DECISION AND ORDER
I. SUMMARY
Texas Mutual Insurance Company (Carrier) appealed the decision of Speciality Independent Review Organization, Inc., an independent review organization (IRO), in Texas Workers’ Compensation Commission (TWCC)[1] Medical Review Division (MRD) tracking number M5-04-4006-01, granting partial reimbursement for medical services provided to the Claimant. This decision orders that the Carrier is required to reimburse DFW Pain Center, Inc. (Provider) for the a portion of the contested services.
Administrative Law Judge (ALJ) Ami L. Larson convened a hearing on October 11, 2005. The hearing was concluded and the record closed that day. The Carrier appeared through its representative counsel Patricia Eads. Provider failed to appear.
II. EVIDENCE AND BASIS FOR DECISION
The issue presented in this proceeding is whether the Carrier should reimburse the Provider for disputed services provided between December 31, 2003 and March 11, 2004, and billed under CPT Codes 99213 (office visit), 97530 (therapeutic activities), 95851 (range of motion testing), 97140 (manual therapy), 97116 (gait training) and 97750 (physical performance testing).

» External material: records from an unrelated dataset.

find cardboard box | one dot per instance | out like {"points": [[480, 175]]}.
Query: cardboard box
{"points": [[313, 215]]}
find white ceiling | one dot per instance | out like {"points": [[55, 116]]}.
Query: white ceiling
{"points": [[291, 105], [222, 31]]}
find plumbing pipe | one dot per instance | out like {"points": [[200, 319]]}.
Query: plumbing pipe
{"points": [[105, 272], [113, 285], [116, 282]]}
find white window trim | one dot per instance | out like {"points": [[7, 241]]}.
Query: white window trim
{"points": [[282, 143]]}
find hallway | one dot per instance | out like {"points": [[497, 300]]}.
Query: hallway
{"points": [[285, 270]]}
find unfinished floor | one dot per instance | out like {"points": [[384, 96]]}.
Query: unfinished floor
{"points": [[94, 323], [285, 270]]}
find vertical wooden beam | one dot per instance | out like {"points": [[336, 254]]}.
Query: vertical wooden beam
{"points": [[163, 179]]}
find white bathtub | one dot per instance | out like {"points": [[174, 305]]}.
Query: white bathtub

The documentary record consists of four exhibits presented by Carrier,[2] including the deposition testimony of Mark Miller, a physical therapist. Additionally, David Alvarado, D.C., testified as an expert witness on behalf of Carrier.
Claimant suffered a tibial plateau fracture of his right leg on ______, while he was on the job. He was treated with medication, surgery, passive and active therapies, and rehabilitative services. Diagnostic tests included X-rays, MRI and CT scans. Claimant reported to the emergency room the day of his injury and was unable to return to work.
It should be noted that no Explanation of Benefits forms were admitted into evidence. The only indication of denial codes cited by Carrier to justify its refusal to pay for services is found in the table of disputed services contained in Carrier’s Exhibit A.[3]
A. Physical Performance Testing – 97750
Carrier denied payment for the physical performance testing based on its assertion that the charge for this service was included in another billed procedure.[4] In its opening remarks, Carrier addressed this issue by stating that this testing should have been done as part of the office visits since its purpose is to check progress and alter the treatment program accordingly. Carrier failed to meet its burden of proof, however, by failing to offer any evidence to support its position. Therefore, Carrier should reimburse Provider for the cost of the Physical Performance Testing on the dates of disputed services pursuant to the MRD decision.
B. Gait Training – 97116
On ten separate dates of service, gait training therapy was administered to Claimant, billed by Provider, and denied by Carrier.[5] Carrier based on its denial on its assertion that these services were not justified by the available documentation as being medically necessary.[6] It should be noted, however, that on both February 25 and 27, 2004, gait training therapy was provided and billed. Carrier reimbursed Provider for all but 29 cents of the amount requested for gait training services on those dates.[7]
Although Carrier took the position that one-on-one gait training was not shown to be medically necessary, it failed to explain why the documentation, which does address the need for this type of therapy, was insufficient and how this type of training could have been performed in a less supervised setting. Additionally, Carrier’s reimbursement for two sessions of gait training seem to imply that these services were medically necessary. Because Carrier failed to meet its burden of proof to show a lack of medical necessity for these services, it should reimburse Provider for gait training therapy provided on the disputed dates.
C. Manual Therapy – 97140
Carrier argued that manual, or passive therapy was medically unnecessary on the dates of disputed services and, therefore, should not be reimbursed. Carrier presented the deposition testimony of physical therapist Mark Miller[8] and the live testimony of David Alvarado, D.C., to support its position.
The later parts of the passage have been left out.